I also remember that it was one of the first shows that tended to reference other shows. I think it was MacKenzie's character who criticized her school by saying she only knew about the Korean war because of M*A*S*H.

I loved Schneider, maybe one of the first "break-out" characters I embraced in a sit-com. I haven't watched any clips, so I don't know how funny he really was, but I know he was almost a "Kramer" of his day. As soon as he showed up the laugh track would start and he'd do all kinds of outrageous bits of business. Maybe he was also an early version of The Todd, considering all the double entendre that he was able to get it, given that it was a Norman Lear show.

What I most vividly remember is being in love with Richard Masur as David Kane, a sort of classic slightly nebbishy, but definitely a mensch nice Jewish boy type of character who was
Ann Romano's boyfriend. Apparently he was nice guy she was totally leaning on for support during her divorce, but not actually sleeping with. I assume if they were making this show now, he'd be her gay best friend, but this was 1975. I shipped them HARD and wanted them to get together and then when they did an exit arc for him and it came down to the fact that he really did resent her and he ended up sleeping with another woman in the apartment, I totally sided with him.

The show (in my memory) did not. I remember Ann and the other woman eating ice-cream together and David being sort of re-cast as a bastard for actually having a sex drive. (Mind you this is my swiss-cheese infested nearly 40 year old recollection. I know I was upset. I know I thought Ann was a bitch, even if I wouldn't have thought to use the words at the time and after he left the show was never the same for me, although I'm pretty sure I watched for a few more years. It's not like I was making the big TV watching decisions for my family at the time.

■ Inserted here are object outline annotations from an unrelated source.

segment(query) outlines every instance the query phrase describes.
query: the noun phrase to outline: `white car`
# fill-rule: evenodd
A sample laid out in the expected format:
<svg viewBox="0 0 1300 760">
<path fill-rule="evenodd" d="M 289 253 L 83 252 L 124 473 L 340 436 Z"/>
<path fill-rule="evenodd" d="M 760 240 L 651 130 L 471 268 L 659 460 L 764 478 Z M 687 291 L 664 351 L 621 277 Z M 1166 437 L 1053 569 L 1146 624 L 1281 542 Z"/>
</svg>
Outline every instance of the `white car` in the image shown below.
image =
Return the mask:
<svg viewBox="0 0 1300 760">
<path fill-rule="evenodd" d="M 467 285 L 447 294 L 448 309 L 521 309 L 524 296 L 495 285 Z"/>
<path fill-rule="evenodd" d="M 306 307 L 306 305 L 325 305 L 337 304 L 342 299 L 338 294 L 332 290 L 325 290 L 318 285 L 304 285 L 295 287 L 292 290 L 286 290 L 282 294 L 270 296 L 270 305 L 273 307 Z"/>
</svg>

It's funny to me that I would love a character like David because as a Jewish girl myself it was very rare for me like a nice Jewish boy. I'm pretty stereotypical in that I generally love me a character who is a shagetz bastard. (House, Jack, I'm looking at you.) But damn I loved David.

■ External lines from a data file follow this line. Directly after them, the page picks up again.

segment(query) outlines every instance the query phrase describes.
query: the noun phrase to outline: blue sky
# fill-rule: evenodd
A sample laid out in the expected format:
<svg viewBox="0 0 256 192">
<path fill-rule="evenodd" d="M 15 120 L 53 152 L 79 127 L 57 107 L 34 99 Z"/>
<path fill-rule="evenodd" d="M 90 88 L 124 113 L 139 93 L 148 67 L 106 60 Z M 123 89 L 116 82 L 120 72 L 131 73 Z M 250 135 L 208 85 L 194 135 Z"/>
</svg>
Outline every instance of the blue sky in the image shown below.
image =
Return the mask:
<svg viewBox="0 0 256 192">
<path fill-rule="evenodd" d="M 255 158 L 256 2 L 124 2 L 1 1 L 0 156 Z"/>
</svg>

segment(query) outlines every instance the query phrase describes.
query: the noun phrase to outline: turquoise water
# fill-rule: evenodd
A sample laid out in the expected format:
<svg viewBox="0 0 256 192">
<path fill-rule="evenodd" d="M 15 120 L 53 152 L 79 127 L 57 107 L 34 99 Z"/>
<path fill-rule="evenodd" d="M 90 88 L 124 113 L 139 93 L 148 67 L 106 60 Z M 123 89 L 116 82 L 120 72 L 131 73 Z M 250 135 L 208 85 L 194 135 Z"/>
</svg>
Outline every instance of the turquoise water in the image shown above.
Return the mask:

So when Richard Masur left for a new show called Hot L Baltimore, I HAD to watch it. Hot L WAS seriously controversial at the time. It had openly gay characters a few years before Soap, as well as characters who were out and out hookers. It's also a pretty amazing cast list in retrospect. I don't remember if it was actually all that funny; I think a lot of it may have just been the shock value and Norman Lear pushing boundaries. The two gay characters (George and Gordon) were pretty camp "old queen" stereotypes, but still, they were there in 1975 for at least 13 episodes. Richard Masur was sort of the "one sane man" character, but I didn't love him the way I loved David and I'm not even sure he had a love interest. Maybe UST with one of the hookers?

Reading the IMDB and Wiki entries, I actually surprised they showed all thirteen episodes. In my mind it was gone after only a few episodes, but maybe that represents a programming decision by my parents rather than the network. I remember it being more of a mom show than a dad show; as he might have been embarrassed by some of the raciness. (Yeah, I know, the guy who loved the Sopranos. What can I tell you?)

IMDB tells me that Richard Masur is still working, which makes me happy, although the last thing I remember seeing him in was Six Degrees of Separation. (Loved him in that too.)